Marrajo asiente distraído, sin impresionarse en absoluto (a diferencia de su compadre, que ha puesto ojos como platos) y mira sobre el cañón a través de la porta, hacia las velas inglesas que siguen acercándose empujadas por la brisa. Luego se vuelve a observar la batería, atento a lo suyo. Aunque todas las portas de estribor están abiertas, cada una con su pieza lista y trincada en batería, los hombres se agolpan en la banda de babor, que es por la que se acercan los ingleses. Agrupados con los sirvientes de cada pieza, cabos y artilleros cualificados repiten instrucciones semejantes a las que acaba de dar Pernas. El de Barbate observa que, desde el palo mayor a popa, la batería se encuentra bajo el mando del segundo jefe de ésta, un joven teniente de artillería de tierra que se pasea de pieza en pieza, revisándolo todo, y cada vez, antes de irse, dedica una sonrisa tímida a los sirvientes. Está muy pálido y crispa demasiado los dedos en torno a la empuñadura de su sable. Mala papeleta, piensa Marrajo. Se llama Sandino, comenta alguien. O algo así. Lo embarcaron con sesenta y dos artilleros de tierra hace dos semanas, para completar la dotación. Tiene veintidós años, el zagal. Dicen.

–Lo que fartaba, compare -murmura Curro Ortega-. Una criatura.
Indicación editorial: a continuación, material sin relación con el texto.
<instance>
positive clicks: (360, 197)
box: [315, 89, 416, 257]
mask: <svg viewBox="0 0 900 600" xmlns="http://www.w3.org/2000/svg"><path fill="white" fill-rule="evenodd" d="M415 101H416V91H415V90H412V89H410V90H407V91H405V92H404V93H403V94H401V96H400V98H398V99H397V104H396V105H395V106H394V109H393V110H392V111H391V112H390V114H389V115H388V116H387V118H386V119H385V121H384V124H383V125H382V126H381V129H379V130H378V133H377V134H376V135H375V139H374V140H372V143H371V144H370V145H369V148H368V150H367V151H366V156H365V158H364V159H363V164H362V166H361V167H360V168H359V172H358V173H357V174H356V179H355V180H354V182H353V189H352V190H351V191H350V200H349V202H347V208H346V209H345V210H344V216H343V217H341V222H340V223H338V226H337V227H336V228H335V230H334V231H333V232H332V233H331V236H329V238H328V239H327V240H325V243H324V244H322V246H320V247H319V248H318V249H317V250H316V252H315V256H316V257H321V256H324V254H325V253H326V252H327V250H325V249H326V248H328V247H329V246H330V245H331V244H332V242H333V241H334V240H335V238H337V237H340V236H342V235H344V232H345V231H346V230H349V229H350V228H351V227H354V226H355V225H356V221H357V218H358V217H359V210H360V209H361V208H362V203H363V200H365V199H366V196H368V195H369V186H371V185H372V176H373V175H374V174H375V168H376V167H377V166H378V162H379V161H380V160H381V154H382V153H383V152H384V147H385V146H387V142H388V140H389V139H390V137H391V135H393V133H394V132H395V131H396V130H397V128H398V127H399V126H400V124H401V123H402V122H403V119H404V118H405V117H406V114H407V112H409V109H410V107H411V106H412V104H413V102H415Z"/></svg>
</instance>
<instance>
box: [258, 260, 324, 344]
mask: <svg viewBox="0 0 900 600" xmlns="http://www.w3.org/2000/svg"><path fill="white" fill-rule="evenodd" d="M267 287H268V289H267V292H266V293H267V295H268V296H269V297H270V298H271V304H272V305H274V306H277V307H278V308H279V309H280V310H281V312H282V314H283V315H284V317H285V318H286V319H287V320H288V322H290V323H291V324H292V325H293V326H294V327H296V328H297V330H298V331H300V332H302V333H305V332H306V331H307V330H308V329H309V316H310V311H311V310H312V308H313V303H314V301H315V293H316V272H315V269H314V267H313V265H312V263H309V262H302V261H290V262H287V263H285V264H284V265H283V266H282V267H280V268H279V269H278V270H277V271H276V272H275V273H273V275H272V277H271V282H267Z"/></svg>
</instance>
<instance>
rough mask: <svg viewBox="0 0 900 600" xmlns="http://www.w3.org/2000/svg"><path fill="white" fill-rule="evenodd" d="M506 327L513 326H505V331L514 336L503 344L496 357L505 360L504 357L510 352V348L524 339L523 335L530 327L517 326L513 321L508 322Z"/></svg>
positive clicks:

Marrajo encoge los hombros y no responde. Tiene su atención puesta más allá, hacia proa. Entre el bajunerío que se mueve en los rectángulos de luz de las portas, más allá de la base del palo mayor y los manubrios de las bombas de achique, distingue una silueta alta y flaca, vestida con casaca de paño azul oscuro con vueltas encarnadas y una charretera en cada hombro. Que se me caiga el cipote ahora mismo, se dice, si no es el teniente de fragata de mis entrañas, o sea, don Ricardo Maqua en persona. Jefe de la primera batería, o sea, ésta, de cabo a rabo. Y cuánto malegro. Entonces sonríe para sus adentros, feroz, mientras se palpa el cuchillo que lleva en la faja. Yo, piensa, tengo mi propia guerra.

5. La insignia azul

Cielo entre añil y gris, un poco aturbonado en el horizonte. Empujada por el viento oeste-noroeste, que es asquerosamente flojo y llega por la aleta de babor, la
Incertain
navega con mayor, foque y trinqueta, entre el enemigo que se acerca y la desordenada línea francoespañola. A popa, apoyado en la balayóla entre el segundo oficial De Montety, el piloto Kieffer y el ayudante del piloto Manolo Correjuevos (Manolo Coguegüevós), el teniente de navío Louis Quelennec comprueba que todos los barcos aliados han logrado virar proa al norte. Aun así, en la formación hay grandes claros, y mientras unos navegan muy juntos, otros hacen desesperados esfuerzos de vela para ocupar sus puestos. La división de cabeza parece la más ordenada, con el
Neptuno
y el
Antilla
, españoles (una franja amarilla a la altura de cada puente el primero, una sola franja ancha sobre el casco negro el segundo), ciñendo el viento por babor con gavias y juanetes, convertidos de retaguardia en vanguardia y abriendo ahora la marcha tras la virada hacia el norte de toda la línea, que intenta obedecer la señal de orzar para seguir sus aguas. El
Rayo
y el
San Francisco de Asís
, también españoles, navegan algo a barlovento, arribando para ocupar su lugar entre los franceses
Scipion, Formidable, Intrepide, Mont-Blanc
y
DuguayTrouin
; mientras el español
San Agustín
, que no tendría que estar allí sino más atrás, y que ha caído mucho a sotavento, marea las velas en facha para retrasarse y ocupar su puesto en el cuerpo fuerte de la escuadra.